In the hands of many Edwardian painters, a picture of a hillside garden in which a woman gathers flowers may provide the excuse for mawkish sentiment. Such conventional dreams of bloom and beauty find no place in the hands of Stanhope Forbes, leader of the Newlyn School. More than any artist of his generation, Stanhope Forbes took the advice of Bastien-Lepage to heart. Back in the 1880s 'the great BL' as Forbes referred to him, counselled his followers to seek out their own 'coin de terre' - literally a little 'corner of the earth' - that they alone would paint. Whilst Clausen was drawn back to London with a professorship at the Royal Academy, and La Thangue wandered in search of his ideal corner, Forbes found his haven in 1884 in the fishing village of Newlyn where he remained until his death sixty-three years later. He owed his livelihood to the village and in return he brought it fame and recognition in the outside world through large Academy-pieces depicting its harbour activities and the lives of the fishing communities. Picking chrysanthemums however reveals more intimate surroundings.

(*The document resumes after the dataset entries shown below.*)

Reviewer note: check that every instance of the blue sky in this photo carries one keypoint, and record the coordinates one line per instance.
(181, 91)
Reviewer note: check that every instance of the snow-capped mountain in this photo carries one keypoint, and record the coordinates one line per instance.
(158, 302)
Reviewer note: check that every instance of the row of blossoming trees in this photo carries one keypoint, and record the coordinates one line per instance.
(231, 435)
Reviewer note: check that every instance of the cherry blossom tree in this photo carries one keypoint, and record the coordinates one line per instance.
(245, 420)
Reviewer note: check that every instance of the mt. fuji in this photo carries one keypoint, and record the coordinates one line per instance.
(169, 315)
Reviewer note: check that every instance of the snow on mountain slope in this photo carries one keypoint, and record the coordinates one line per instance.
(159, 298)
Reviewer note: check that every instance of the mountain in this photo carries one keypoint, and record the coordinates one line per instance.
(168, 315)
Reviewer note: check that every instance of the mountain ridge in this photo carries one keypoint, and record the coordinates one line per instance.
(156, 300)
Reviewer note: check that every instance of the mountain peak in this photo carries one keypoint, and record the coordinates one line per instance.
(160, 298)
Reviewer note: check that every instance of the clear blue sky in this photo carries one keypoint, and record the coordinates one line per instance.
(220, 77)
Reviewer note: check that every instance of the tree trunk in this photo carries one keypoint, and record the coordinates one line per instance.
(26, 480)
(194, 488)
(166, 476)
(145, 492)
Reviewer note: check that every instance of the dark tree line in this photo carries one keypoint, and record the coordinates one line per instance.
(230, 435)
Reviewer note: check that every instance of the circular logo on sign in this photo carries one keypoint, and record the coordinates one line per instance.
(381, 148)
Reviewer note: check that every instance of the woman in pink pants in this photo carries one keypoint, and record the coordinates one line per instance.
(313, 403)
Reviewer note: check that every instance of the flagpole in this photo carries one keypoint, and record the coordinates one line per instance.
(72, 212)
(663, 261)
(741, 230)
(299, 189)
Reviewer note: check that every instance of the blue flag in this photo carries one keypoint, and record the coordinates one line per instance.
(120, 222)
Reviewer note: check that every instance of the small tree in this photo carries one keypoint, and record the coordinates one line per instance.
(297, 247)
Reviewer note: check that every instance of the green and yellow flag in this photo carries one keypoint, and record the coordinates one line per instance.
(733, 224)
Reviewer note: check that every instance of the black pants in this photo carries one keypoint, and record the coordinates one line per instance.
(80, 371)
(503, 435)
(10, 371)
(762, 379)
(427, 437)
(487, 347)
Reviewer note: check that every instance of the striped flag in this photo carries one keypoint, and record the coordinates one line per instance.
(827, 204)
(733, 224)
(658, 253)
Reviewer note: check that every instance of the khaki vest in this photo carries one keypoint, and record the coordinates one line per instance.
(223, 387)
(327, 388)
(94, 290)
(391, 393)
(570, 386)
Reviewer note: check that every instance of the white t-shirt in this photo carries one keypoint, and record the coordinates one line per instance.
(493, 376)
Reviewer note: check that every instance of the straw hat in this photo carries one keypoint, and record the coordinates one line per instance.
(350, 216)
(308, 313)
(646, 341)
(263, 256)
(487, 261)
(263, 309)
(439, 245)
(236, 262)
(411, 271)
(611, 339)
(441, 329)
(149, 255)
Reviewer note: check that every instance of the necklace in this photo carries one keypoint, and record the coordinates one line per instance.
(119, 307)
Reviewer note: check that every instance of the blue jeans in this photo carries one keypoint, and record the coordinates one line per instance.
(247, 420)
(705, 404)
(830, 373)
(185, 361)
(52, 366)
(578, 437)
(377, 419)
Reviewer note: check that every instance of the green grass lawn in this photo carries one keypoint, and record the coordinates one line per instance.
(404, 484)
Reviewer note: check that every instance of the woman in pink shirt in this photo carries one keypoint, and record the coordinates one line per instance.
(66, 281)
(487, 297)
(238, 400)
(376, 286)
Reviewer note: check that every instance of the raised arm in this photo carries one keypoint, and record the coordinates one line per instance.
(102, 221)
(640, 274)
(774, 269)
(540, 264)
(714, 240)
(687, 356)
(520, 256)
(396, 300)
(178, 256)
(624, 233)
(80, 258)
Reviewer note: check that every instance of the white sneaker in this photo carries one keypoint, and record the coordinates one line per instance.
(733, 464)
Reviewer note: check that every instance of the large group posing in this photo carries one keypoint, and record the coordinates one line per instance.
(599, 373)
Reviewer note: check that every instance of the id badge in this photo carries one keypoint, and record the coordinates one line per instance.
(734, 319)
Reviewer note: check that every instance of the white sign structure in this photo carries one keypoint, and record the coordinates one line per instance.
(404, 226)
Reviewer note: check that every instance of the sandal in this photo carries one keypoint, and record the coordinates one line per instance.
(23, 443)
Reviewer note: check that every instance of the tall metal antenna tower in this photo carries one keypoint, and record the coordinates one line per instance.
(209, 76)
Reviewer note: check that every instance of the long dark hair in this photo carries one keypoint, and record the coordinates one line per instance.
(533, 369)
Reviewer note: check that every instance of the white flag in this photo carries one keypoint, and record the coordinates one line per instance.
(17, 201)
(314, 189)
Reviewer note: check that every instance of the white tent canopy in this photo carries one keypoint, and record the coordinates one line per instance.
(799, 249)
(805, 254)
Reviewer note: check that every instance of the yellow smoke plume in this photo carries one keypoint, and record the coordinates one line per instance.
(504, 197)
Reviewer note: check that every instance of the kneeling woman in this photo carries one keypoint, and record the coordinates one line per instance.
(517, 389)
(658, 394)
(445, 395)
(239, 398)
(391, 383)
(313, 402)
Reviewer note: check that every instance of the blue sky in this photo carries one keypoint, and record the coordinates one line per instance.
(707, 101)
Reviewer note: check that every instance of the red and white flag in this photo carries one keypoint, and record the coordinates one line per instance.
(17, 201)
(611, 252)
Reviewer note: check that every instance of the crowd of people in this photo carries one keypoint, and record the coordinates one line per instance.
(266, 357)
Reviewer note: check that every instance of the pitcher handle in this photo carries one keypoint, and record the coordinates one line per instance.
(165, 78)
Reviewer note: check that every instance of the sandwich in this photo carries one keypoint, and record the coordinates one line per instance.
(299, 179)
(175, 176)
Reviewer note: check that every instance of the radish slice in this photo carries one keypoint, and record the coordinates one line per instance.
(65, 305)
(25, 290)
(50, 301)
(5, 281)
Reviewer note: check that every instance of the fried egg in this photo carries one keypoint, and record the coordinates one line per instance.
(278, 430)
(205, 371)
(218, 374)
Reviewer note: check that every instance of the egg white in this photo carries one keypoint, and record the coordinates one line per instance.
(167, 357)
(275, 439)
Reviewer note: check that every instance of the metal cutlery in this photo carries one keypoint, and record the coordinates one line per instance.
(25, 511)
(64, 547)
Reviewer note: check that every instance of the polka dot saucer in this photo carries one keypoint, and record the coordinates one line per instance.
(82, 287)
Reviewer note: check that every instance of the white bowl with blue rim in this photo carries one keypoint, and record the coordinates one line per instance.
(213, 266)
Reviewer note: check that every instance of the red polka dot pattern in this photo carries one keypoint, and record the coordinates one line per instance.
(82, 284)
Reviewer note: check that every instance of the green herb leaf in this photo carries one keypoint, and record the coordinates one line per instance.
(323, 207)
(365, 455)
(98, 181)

The setting is likely to be in close proximity to Trewarveneth, the house near the top of Paul Hill, overlooking the port, where Forbes and his wife Elizabeth moved on the birth of their son Alec in 1893. According to Frederick Dolman, writing in 1901, it was approached through a five-barred gate and a short road 'through field and hedgerow'. To its side was 'a large studio built like the house in grey stone which is characteristic of the county...'. The writer continued, '... with its small casements and low, timbered roof 'Trewarveneth' as a bit of old Newlyn, is doubtless dear to the painter's heart' (see Frederick Dolman, 'Illustrated Interviews, LXXVI - Mr Stanhope A Forbes ARA', The Strand Magazine, November 1901, p. 483). The extension, built on stone piers, if not that described by Dolman, is likely to have been one of the new studios developed as a result of the popularity of the artists's colony.

By oral tradition, the figure in the foreground picking flowers is Elizabeth Forbes, the painter's wife. Born in Ottawa in 1859, Elizabeth Adela Armstrong was a distinguished painter who trained at the Art Student's League in New York under William Merrit Chase. She worked in Brittany in the early 1880s, showed for the first time at the Royal Academy in 1882, and exhibited etchings at the newly formed Royal Society of Painter-Etchers. This brought her to the attention of James McNeill Whistler and Walter Sickert, much to the dismay of her future husband. She showed at the New English Art Club up until the year of their marriage in 1889, and thereafter, like Forbes, moved to the Royal Academy. Although she remained true to the principles of working in the open air, she gradually abandoned rustic subject matter for medieval romance, after the birth of her son.

The figure farther along the path, bearing a canvas and easel is of equal interest, reminding us that not only were Elizabeth and Stanhope Forbes plein air painters, but that from 1899 they ran a small art school together. This moved and expanded in 1904 when Higher Faugan was constructed. We know that the painter was already cramped for space when the present picture was painted, and that his mural of The Fire of London, for the Royal Exchange, needed to be painted in sections because it would not fit in the studio. Moving to larger premises also led to the school's expansion and it would be in character that the hidden purpose of Elizabeth's flowers, for Forbes, was not domestic decoration, but a studio still-life set-up for students.